Blai Silvestre
La existencia humana necesita del marco del silencio, de aquel silencio interior que forma parte del camino ascensional, levantar los ojos de la tierra hacia horizontes de plena humanidad. Y junto al silencio la soledad elegida libremente, el apartamiento olvidándose de las preocupaciones materiales, olvidándose incluso de sí mismo, buscando el encuentro íntimo con el otro, con la comunidad. La autoconstrucción del ser personal necesita del marco del silencio y la soledad. Contaminación acústica, algarabía, griterío, decibelios en la radio del coche, en locales de ocio, difícilmente ayudan a una conciencia autónoma.

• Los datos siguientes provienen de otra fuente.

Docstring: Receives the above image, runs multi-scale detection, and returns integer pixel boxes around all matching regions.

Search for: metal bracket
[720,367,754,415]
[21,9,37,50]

Un poeta medieval nacido en Carrión de los Condes escribía: “Si fuese el hablar de plata figurado, figuraría el callar de oro apurado”. El silencio es el más frágil y sutil de los conceptos hasta el punto de que con solo elogiarlo se quiebra, porque paradójicamente su elogio requiere de la palabra. Recordaréis en “La vida esbella” de Roberto Begnini (1997), la escena de los acertijos: “Si me nombras, desaparezco”.
El silencio ayuda a conocernos mejor a nosotros mismos. Profundizamos en el pensamiento, alentamos nuestra esperanza, aprendemos a elegir. El silencio, entre los amantes, acoge la fecundidad de su amor. En el silencio hablan la alegría, las preocupaciones, el sufrimiento, que precisamente en él encuentran una forma de expresión particularmente intensa. En todas las religiones, la soledad y el silencio ayudan a las personas a reencontrarse consigo mismas y con la Verdad que da sentido a todas las cosas.
Silencio y palabra edifican el sujeto bien plantado en el espacio humano abriéndole al otro, a los otros. El trabajo civilizatorio hoy necesario es crear un ecosistema donde silencio, palabra, imágenes y sonidos mantengan el equilibrio de una humanidad ahíta de paz, quietud, recogimiento y esperanza.